My mother had somehow bullied the old number out of the PI before Strauss had shut him down. She called on a Tuesday evening. Against my better judgment, I answered. I answered because, deep down, I was curious what five years of uninterrupted consequences sounded like.
“Alec,” she said, her voice shaking violently. “Please. Please don’t hang up.”
“Talk,” I said.
“Everything fell apart,” she sobbed, the dam finally breaking. “The house is in foreclosure. Your father cashed out his entire retirement for Porter’s restaurant, and it failed. Porter and Darcy split up, and she took Owen. Porter lives with us, but he can’t contribute. We are forty-one hundred dollars a month in debt on a twenty-four hundred dollar income. We are going to lose the house. The house your father and I have lived in for thirty-one years.”
“I know.”
She stopped crying for a second, stunned. “You… you know?”
“Oaks tells me everything,” I said, my voice as cold as Colorado ice. “I have known about every single dollar you threw at Porter. The fourteen hundred in rent. The hundred-and-twenty-thousand-dollar mortgage pull. The thirty-four thousand in debt. The sixty-eight grand in retirement. I have known the entire time.”
The line went dead silent.
“You remortgaged your family home for a restaurant run by a man who doesn’t know how to cook,” I continued, the words sharp and precise. “You cashed Dad’s retirement to settle lawsuits for a business that barely lasted eleven months. You did all of this because Porter is the son you chose. And the son you chose costs significantly more than you can afford.”
“We made mistakes!” she wailed, the panic rising in her throat. “Terrible, terrible mistakes. But we need help, Alec. We need you to come back. You were always the one who fixed things. You always knew what to do.”
“I was,” I agreed softly. “And instead of choosing the one who fixes things, you chose the one who breaks them. And you told me to forgive him. The night before my wedding, while I was standing in a motel room, you texted me not to throw everything away over one night.”
She was hyperventilating now, the guilt finally catching up to her. “I was wrong! Your father was wrong! We should have stood with you. We should have told Porter he was wrong. We should have—”
“You
should have
,” I cut her off. “But you didn’t. That was five years ago, Mom. I am a completely different person now. I live in Denver. I own a beautiful house. I own a million-dollar company. I have a woman who respects me, who doesn’t call me boring, and a life that nobody is actively trying to steal from me.
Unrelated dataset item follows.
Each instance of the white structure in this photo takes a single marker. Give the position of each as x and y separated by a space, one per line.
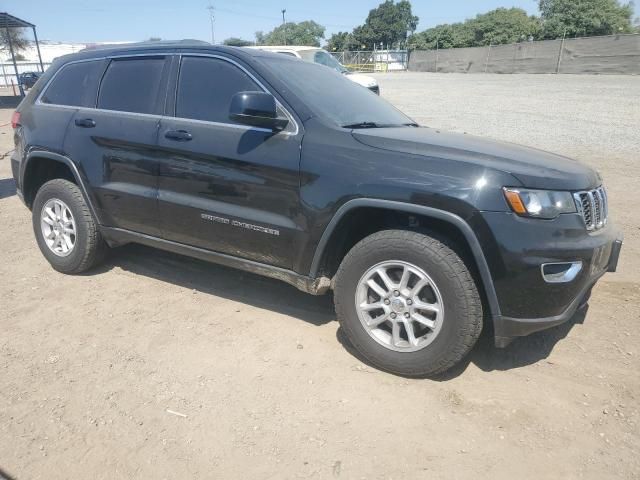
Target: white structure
49 51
You are calling me and asking me to leave all of that to come back and fix a massive, catastrophic mess that Porter made and that you gleefully funded.”
“He’s your brother!” she pleaded, grasping at the only card she had left.
“He was my best man, and he slept with my fiancée the night before my wedding,” I stated, feeling no pulse of anger, just absolute truth. “He is not my brother. He is a stranger who happens to share my last name.”
“What about your father?” she cried. “He’s sixty-seven years old, Alec. He has nothing. No retirement. No savings. His health is failing. He is going to lose his home.”
“Dad cashed out sixty-eight thousand dollars in retirement for Porter’s pipe dream. I didn’t make that decision. Porter didn’t hold a gun to his head. Dad
chose
to do it, because Dad has always chosen Porter, the exact same way you have always chosen Porter. And now Porter is thirty-one years old, sleeping in his childhood bedroom, contributing zero dollars, while the house literally goes into foreclosure around him. That is not my problem, Mom. That is the natural, mathematical result of thirty-one years of enabling.”